La vive polémique politique autour de la décision pour Dimitris Lignadis, comme précédemment pour Novartis, ne sert ni la justice ni la vérité
Le 15 mai 2011, un économiste qui dirigeait le Fonds monétaire international et rêvait de devenir président de la France a été dramatiquement arrêté dans son avion en provenance de New York, photographié en train d’être conduit au ministère menotté et accusé de tentative de meurtre et de viol de une femme de ménage. Il s’appelait Dominique Strauss-Kahn. Et l’affaire a été réglée un an et demi plus tard avec un règlement à l’amiable qui aurait rapporté 6 millions de dollars à Nafisatou Diallo.

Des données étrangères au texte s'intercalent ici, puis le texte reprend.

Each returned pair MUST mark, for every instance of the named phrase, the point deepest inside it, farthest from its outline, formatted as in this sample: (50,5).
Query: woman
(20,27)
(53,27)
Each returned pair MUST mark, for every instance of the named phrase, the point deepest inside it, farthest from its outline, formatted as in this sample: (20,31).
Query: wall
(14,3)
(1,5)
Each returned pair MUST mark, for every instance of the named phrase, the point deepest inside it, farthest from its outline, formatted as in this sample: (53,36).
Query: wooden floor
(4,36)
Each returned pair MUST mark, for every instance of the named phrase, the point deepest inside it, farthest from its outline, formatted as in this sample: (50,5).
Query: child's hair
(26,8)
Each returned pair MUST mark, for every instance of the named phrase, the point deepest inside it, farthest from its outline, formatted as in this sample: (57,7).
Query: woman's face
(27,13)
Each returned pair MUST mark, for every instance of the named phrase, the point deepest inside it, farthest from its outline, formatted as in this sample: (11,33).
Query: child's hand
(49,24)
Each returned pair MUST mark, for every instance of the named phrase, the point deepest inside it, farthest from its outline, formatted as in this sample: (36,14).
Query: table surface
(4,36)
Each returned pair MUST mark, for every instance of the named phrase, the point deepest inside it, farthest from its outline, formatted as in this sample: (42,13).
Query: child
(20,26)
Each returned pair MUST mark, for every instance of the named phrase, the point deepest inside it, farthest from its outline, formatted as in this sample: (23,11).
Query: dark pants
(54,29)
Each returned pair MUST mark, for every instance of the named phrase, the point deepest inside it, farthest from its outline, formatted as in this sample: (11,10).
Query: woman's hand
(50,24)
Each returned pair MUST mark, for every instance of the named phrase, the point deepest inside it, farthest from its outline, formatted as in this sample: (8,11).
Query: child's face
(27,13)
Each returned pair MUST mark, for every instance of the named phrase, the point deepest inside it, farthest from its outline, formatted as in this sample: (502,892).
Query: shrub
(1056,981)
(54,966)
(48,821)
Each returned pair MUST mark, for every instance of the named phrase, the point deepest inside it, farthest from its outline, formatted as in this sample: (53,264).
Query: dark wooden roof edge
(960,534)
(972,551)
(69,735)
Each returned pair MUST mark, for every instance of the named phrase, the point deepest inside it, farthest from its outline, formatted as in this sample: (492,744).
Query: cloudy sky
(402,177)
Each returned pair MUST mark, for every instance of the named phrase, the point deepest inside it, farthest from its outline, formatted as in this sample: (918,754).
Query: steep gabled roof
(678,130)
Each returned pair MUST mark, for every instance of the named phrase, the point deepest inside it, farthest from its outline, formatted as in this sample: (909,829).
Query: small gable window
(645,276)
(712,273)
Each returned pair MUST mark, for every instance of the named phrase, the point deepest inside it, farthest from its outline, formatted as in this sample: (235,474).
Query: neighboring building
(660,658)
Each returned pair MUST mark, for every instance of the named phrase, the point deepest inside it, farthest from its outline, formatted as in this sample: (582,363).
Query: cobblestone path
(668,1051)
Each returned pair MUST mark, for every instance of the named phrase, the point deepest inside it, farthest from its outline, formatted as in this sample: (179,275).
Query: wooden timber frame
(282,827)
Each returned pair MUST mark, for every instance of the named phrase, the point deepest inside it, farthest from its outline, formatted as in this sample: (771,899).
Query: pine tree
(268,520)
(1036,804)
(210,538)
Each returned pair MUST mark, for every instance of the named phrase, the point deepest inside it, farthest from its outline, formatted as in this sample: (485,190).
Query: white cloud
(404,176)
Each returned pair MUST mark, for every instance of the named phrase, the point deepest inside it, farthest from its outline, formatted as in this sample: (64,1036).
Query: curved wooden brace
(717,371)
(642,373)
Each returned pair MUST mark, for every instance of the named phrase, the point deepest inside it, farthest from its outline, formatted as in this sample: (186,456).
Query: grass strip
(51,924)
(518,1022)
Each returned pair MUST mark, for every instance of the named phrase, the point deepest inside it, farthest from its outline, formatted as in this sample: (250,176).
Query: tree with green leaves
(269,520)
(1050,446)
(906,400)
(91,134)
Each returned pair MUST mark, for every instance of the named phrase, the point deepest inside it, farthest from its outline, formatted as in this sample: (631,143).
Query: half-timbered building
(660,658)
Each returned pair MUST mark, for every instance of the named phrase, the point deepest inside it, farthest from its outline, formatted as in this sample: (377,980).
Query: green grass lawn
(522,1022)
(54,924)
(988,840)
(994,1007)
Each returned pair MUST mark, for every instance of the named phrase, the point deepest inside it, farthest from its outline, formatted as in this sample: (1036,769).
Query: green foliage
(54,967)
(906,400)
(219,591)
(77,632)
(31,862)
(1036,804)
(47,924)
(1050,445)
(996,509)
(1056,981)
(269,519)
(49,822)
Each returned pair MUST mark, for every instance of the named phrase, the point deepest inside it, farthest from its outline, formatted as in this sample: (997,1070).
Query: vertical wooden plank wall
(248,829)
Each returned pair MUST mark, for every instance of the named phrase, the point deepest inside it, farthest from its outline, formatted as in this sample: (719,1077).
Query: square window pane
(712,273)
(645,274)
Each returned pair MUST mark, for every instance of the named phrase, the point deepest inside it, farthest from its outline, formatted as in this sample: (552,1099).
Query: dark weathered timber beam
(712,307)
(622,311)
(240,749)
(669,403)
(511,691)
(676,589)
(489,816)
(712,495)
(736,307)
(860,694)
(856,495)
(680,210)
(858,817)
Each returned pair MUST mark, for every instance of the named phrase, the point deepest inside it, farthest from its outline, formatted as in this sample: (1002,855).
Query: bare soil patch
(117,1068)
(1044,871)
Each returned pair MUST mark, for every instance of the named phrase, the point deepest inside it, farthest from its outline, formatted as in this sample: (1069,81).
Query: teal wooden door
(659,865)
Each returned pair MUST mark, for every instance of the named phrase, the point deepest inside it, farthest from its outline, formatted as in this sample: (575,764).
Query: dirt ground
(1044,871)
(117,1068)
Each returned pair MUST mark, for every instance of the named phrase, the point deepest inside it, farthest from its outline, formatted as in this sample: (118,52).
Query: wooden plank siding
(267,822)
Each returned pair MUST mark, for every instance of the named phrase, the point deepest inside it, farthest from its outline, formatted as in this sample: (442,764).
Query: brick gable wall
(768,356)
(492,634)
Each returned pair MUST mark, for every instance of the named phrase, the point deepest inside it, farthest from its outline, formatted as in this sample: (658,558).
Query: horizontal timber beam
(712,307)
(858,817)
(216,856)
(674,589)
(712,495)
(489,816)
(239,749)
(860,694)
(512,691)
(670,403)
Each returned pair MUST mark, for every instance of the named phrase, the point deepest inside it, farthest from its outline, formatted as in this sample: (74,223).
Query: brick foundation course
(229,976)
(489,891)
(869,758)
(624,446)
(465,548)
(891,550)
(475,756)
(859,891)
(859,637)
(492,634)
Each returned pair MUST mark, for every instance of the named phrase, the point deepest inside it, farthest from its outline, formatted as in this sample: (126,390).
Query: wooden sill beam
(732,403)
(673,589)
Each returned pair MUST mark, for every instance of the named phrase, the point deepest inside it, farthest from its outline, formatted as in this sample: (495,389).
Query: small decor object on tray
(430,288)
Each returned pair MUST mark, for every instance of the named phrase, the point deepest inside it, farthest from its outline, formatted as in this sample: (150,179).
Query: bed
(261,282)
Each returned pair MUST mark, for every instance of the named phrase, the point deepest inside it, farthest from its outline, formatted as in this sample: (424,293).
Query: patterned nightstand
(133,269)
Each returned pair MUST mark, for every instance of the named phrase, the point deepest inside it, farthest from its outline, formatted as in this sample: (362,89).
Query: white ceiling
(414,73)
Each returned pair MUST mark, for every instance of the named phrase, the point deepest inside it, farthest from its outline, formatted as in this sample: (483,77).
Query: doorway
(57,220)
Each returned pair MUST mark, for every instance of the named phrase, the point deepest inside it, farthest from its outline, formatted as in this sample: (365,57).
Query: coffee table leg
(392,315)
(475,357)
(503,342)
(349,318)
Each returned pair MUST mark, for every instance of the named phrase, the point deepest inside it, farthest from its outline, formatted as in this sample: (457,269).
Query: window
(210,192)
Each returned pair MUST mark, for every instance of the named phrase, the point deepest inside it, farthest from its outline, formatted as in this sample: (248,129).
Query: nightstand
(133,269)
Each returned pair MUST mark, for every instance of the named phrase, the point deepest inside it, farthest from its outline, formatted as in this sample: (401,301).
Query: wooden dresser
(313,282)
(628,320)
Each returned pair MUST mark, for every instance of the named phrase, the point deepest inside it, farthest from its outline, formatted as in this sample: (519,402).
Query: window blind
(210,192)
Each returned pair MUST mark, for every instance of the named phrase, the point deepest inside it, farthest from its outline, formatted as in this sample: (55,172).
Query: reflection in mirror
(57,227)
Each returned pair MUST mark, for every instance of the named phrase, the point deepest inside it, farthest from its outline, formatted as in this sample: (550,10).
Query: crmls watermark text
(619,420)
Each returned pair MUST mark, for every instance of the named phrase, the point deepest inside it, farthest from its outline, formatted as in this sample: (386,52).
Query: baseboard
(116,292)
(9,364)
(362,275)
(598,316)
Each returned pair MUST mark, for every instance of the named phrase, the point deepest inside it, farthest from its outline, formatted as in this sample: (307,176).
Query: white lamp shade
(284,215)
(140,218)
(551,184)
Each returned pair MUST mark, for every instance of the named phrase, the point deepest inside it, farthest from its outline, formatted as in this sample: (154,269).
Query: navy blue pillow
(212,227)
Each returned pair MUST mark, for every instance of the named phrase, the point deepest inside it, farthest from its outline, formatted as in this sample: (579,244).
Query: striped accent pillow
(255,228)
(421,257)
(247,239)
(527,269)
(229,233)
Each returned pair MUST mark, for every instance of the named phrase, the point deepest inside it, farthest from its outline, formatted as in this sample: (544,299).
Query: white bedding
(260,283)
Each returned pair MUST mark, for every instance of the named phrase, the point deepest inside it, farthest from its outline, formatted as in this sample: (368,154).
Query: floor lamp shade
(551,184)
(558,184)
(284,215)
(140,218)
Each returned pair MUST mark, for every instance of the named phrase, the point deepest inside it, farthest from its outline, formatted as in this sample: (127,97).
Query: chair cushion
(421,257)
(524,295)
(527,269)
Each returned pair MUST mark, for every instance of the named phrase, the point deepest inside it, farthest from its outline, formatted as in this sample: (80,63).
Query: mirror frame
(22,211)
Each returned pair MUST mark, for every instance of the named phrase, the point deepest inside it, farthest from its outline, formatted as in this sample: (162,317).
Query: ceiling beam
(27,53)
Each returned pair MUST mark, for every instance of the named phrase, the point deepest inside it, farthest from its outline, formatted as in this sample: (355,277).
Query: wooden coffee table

Strauss-Kahn a ensuite été jugé dans une autre affaire d’orgies impliquant des prostituées dans un hôtel de luxe à Lille. Les déclarations faites par certains d’entre eux sur la façon dont l’accusé les a traités étaient choquantes. Mais en juin 2015, DSK a été acquitté de l’accusation de proxénétisme. Il n’est pas devenu président de la France, sa (troisième) épouse l’a quitté, mais il s’est remarié et a obtenu un poste de conseiller auprès des gouvernements et des banques.
Que s’est-il passé au Sofitel ? La justice n’a pas tranché. Que s’est-il passé à Carlton ? Des choses dégradantes, mais pour lesquelles les victimes ont été payées. Après tout, qu’est-ce que Strauss-Kahn, un intellect incompris ou un monstre impitoyable ? Chacun peut avoir son opinion, les tribunaux ont été appelés à juger. Leurs décisions sont-elles convaincantes ? Peut-être oui, peut-être pas, mais sans confiance dans le pouvoir judiciaire et ses fonctions, une démocratie ne peut pas fonctionner.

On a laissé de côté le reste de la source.